3 Pivot Points to a Performance-Based Education System
Learning / by Tom Vander Ark
In education, there’s a lot up in the air right now: standards, testing, employment practices, budgets, student technology, online learning, and federal policy. It’s conceivable that if we took advantage of the uncertainty, a few places could emerge with a better and cheaper education system. Here’s three pivot points that could anchor next generation systems:
1. Merit Badges: the goal of college and career readiness and development Common Core standards will require most states, district to make lots of course and curriculum. States could use the opportunity to replace the 100 year old seat time and credit system with a new merit badge system—a bundle of assessments would be used to demonstrate learning of a bundle of competencies. Take ratios and fractions as an example; a merit badge would describe what students need to know and a combination of ways they can show it including content-embedded assessment (e.g., game score), performance assessment (e.g., project), adaptive assessment (e.g., online quiz), and an end of unit test. Mastery-based learning and merit badge evidence would replace grades and courses as the primary mechanism to mark student progress.
2. Personalized Learning Platform: libraries of open and proprietary learning objects will sit on social learning networks, be informed by rich learner profiles, be driven by smart recommendation engines, and supported by aligned services. These platforms will emerge as a result of coordinated public leadership, foundation grants, and private enterprise.

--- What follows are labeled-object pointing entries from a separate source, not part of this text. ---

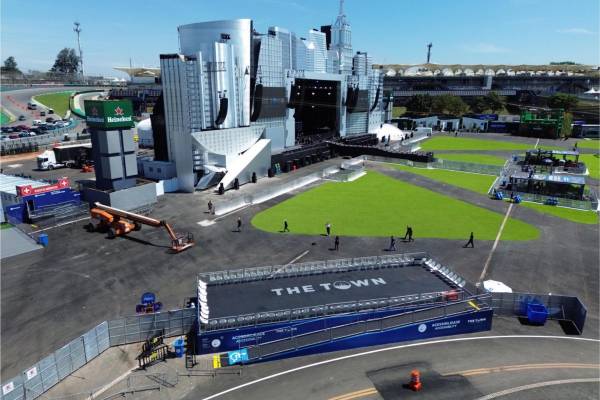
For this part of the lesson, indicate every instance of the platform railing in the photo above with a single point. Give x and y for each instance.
(260, 349)
(331, 309)
(309, 268)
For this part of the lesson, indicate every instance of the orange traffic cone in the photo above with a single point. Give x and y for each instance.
(415, 380)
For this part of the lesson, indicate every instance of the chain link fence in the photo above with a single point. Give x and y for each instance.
(34, 381)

3. Sunset State Policies: states should set a date about a year out for the current education code to sunset. The sedimentary mess of compliance and outcome-oriented policies should be replaced by a new set of polities that incorporate:
- Mastery-based learning: kids show what they know
- Bundles of assessments that inform learning and certify progress
- Performance-based employment
- Funding that follows students
- Multiple provider systems and transcripts
- Accelerated pathways to college credit and career certification
Wouldn’t it be cool if a state or two used the potential of Race to the Top to propose a truly transformational plan like this rather than checking off the boxes in all 19 categores?